USNC’s Pylon: USNC bills its Pylon microreactor as a 10-ton class transportable microreactor configurable for both Earth and space, using technology that follows on the company’s Micro-Modular Reactor (MMR) and fully ceramic microencapsulated (FCM) fuel technologies. Compared to their MMR, “Pylon is a lower-mass system that is more easily transportable to off-grid locations and space,” according to USNC.

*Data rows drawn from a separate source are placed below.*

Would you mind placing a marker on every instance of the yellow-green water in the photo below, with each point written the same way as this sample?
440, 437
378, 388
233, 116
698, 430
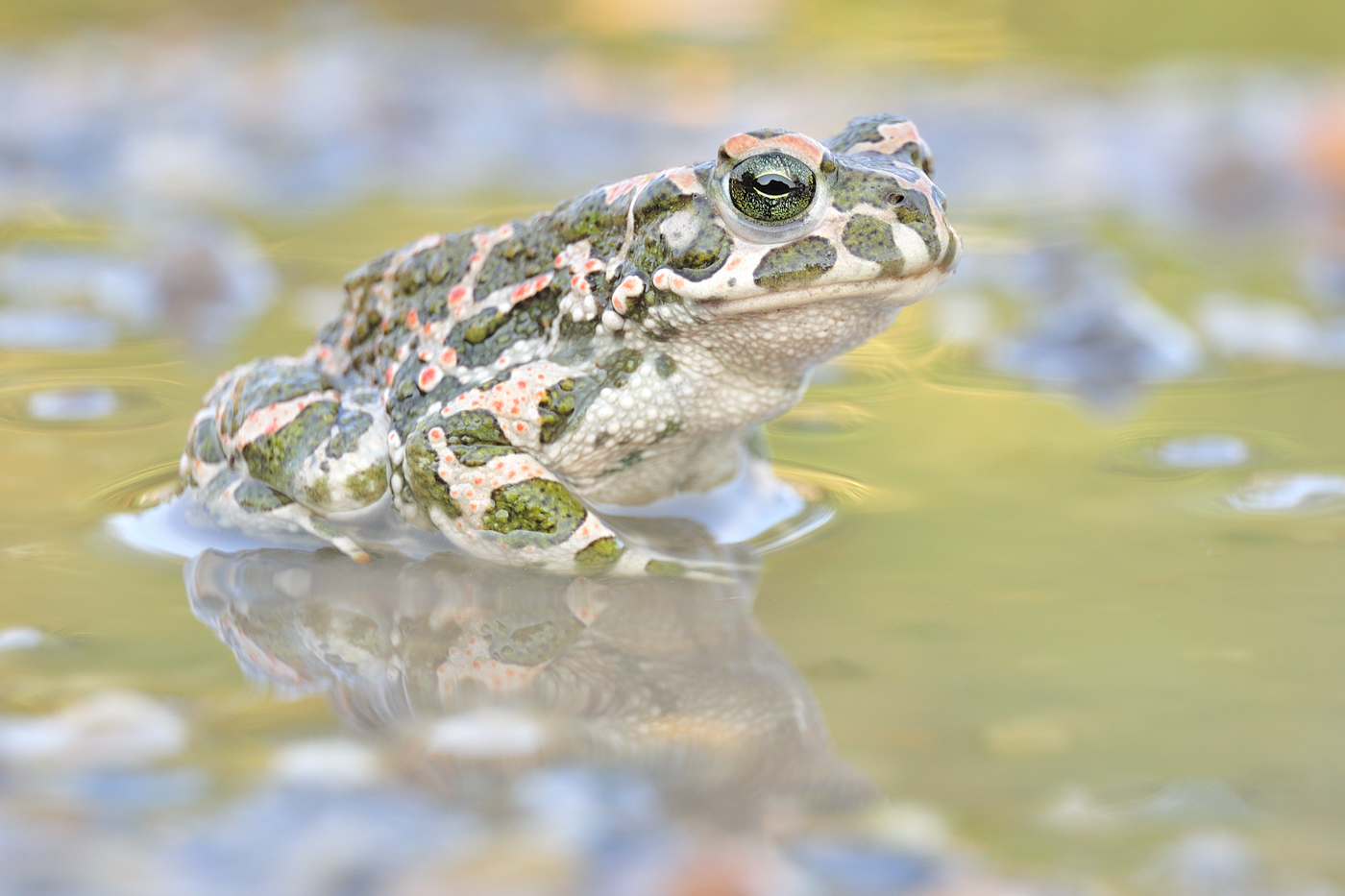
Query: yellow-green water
1013, 601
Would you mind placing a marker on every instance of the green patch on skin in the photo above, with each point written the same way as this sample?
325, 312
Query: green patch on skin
204, 446
423, 476
369, 486
531, 642
624, 463
619, 366
480, 327
474, 426
703, 254
599, 556
589, 217
708, 251
488, 334
350, 426
873, 181
255, 496
367, 274
480, 455
475, 437
869, 238
535, 506
276, 458
918, 218
528, 252
446, 262
562, 403
318, 494
265, 385
795, 264
659, 198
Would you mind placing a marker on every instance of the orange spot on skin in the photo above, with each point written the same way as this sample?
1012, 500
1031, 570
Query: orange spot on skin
683, 178
429, 376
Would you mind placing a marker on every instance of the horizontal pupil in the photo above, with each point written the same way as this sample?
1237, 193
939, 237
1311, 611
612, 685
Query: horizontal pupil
773, 184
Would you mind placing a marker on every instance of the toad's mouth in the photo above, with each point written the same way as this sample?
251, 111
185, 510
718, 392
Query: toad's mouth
897, 291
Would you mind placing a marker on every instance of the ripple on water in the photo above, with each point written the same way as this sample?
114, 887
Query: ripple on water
1166, 453
1201, 452
84, 403
73, 403
1288, 493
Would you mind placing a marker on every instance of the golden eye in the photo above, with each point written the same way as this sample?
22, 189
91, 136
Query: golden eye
770, 187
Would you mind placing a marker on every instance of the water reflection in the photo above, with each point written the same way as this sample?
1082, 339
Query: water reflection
480, 671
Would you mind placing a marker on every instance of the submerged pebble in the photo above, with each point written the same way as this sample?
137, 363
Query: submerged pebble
326, 764
1196, 452
487, 734
73, 403
1284, 493
114, 729
53, 331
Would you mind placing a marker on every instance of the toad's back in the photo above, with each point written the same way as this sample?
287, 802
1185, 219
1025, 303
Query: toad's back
616, 349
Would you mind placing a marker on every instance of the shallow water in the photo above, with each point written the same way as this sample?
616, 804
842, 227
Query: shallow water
1073, 620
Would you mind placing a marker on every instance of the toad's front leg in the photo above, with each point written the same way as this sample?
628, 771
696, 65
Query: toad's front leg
495, 500
279, 447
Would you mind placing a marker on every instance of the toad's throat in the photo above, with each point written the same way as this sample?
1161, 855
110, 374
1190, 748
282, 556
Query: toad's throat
888, 291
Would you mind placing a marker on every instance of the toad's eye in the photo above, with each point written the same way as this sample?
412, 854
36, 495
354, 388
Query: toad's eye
770, 187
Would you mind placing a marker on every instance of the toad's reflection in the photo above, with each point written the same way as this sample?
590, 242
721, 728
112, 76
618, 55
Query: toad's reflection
486, 671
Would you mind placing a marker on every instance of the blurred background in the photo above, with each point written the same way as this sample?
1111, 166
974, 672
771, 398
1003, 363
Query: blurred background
1075, 621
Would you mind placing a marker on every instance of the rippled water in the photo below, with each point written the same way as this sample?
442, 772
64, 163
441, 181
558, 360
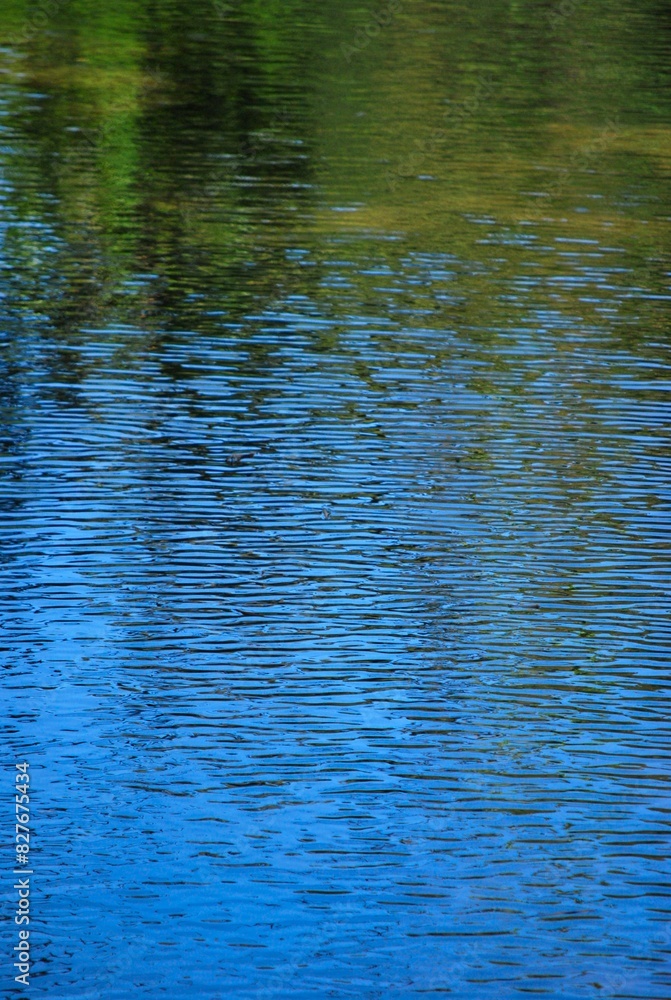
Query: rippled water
335, 497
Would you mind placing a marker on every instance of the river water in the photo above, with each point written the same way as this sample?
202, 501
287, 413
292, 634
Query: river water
334, 480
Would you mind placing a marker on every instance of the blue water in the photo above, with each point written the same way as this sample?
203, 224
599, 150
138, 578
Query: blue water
335, 573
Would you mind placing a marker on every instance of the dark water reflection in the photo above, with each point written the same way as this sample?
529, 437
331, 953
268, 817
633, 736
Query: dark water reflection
335, 495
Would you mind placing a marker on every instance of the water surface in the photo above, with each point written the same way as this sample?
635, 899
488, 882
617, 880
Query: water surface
335, 496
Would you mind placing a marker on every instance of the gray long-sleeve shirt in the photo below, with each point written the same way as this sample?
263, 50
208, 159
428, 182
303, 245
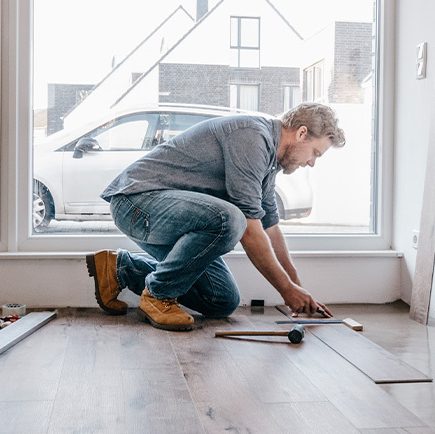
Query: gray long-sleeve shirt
232, 158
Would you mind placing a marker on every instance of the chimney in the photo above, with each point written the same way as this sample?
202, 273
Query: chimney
201, 8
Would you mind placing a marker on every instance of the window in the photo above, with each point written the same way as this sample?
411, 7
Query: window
292, 96
245, 42
342, 199
313, 83
244, 96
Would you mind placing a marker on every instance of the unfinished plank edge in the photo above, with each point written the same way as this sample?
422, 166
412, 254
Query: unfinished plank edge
354, 325
415, 380
22, 328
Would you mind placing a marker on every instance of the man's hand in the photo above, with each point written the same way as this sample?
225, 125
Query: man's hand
268, 253
299, 300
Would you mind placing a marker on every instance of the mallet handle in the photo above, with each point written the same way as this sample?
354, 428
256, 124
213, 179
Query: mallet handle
250, 333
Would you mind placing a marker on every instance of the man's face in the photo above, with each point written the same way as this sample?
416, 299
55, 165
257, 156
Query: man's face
297, 149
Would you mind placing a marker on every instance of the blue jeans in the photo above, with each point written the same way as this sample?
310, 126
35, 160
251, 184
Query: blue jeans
184, 234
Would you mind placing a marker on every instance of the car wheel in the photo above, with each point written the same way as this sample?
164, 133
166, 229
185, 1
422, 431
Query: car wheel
43, 207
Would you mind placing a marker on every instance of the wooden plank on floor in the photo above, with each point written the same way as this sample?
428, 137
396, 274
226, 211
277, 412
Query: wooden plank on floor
25, 326
222, 393
377, 363
359, 399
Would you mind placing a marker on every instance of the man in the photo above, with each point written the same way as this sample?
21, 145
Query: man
190, 200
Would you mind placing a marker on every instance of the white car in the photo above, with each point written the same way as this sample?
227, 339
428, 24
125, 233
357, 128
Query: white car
72, 168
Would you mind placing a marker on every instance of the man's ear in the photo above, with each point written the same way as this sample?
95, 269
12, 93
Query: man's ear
301, 133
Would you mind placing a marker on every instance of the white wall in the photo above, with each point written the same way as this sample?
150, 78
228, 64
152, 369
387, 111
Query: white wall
61, 279
413, 104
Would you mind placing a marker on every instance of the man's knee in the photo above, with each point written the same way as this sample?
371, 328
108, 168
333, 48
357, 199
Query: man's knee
233, 225
225, 307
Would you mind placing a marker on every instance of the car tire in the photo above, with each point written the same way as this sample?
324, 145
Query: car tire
42, 206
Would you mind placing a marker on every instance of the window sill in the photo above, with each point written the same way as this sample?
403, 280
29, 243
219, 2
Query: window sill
233, 254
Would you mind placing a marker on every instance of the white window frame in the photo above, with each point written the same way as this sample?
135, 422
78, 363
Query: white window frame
16, 153
235, 93
239, 47
311, 86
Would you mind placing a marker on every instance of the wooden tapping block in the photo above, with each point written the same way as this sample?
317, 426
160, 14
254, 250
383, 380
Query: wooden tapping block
349, 322
354, 325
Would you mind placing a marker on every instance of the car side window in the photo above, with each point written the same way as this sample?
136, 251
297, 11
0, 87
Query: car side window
123, 134
172, 124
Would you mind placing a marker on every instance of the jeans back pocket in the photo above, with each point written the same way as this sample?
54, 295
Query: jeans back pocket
131, 220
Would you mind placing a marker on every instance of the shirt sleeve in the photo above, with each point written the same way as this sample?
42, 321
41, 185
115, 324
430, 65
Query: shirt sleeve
246, 163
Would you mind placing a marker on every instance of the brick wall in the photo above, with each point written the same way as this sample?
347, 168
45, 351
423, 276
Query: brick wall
352, 61
209, 84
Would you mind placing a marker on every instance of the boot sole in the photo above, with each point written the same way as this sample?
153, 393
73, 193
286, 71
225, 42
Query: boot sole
90, 263
143, 316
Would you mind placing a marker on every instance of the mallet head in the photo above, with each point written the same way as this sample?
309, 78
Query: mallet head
296, 334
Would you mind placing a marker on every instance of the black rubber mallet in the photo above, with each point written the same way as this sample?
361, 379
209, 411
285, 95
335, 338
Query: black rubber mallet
295, 335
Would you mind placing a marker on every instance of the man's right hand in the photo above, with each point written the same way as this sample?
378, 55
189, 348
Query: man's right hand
299, 300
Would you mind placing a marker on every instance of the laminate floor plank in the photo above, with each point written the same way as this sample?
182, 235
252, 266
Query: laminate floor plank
271, 376
360, 400
157, 400
90, 394
415, 430
31, 369
371, 359
87, 372
311, 418
30, 417
222, 394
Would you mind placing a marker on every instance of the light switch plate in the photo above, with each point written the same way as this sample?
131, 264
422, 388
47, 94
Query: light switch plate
421, 60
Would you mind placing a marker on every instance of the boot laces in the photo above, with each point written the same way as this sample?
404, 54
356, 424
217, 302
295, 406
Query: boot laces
169, 302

A single Earth-based Pylon system can provide 1.5 MWe–5 MWe for three years, and additional systems can be interconnected to scale the amount of power. The baseline system comprises two modules: the nuclear heat supply system module and the balance of plant, each individually fitting within a standard 20-foot CONEX container. If configured for space—scalable from 10kWe to 3MWe—the reactor could power resource extraction and processing facilities or electric propulsion systems.

DOME and more: DOME is a new test bed developed by the NRIC and intended to speed up microreactor development. It repurposes the Experimental Breeder Reactor-II containment structure to lessen the environmental footprint, costs, and project risks for reactor development testing. The DOE is also developing the Laboratory for Operation and Testing in the U.S. (LOTUS) test bed, which will host smaller reactor experiments to support the development of advanced reactors. Testing in DOME could start as early as 2026, according to the DOE.

Kaleidos, eVinci, and Pylon aren’t the only microreactors being tested at INL. Also planned for the site (though not the DOME) are Project Pele’s demonstration of a BWX Technologies–designed microreactor for military purposes, Oklo’s first Aurora plant, and INL’s own MARVEL.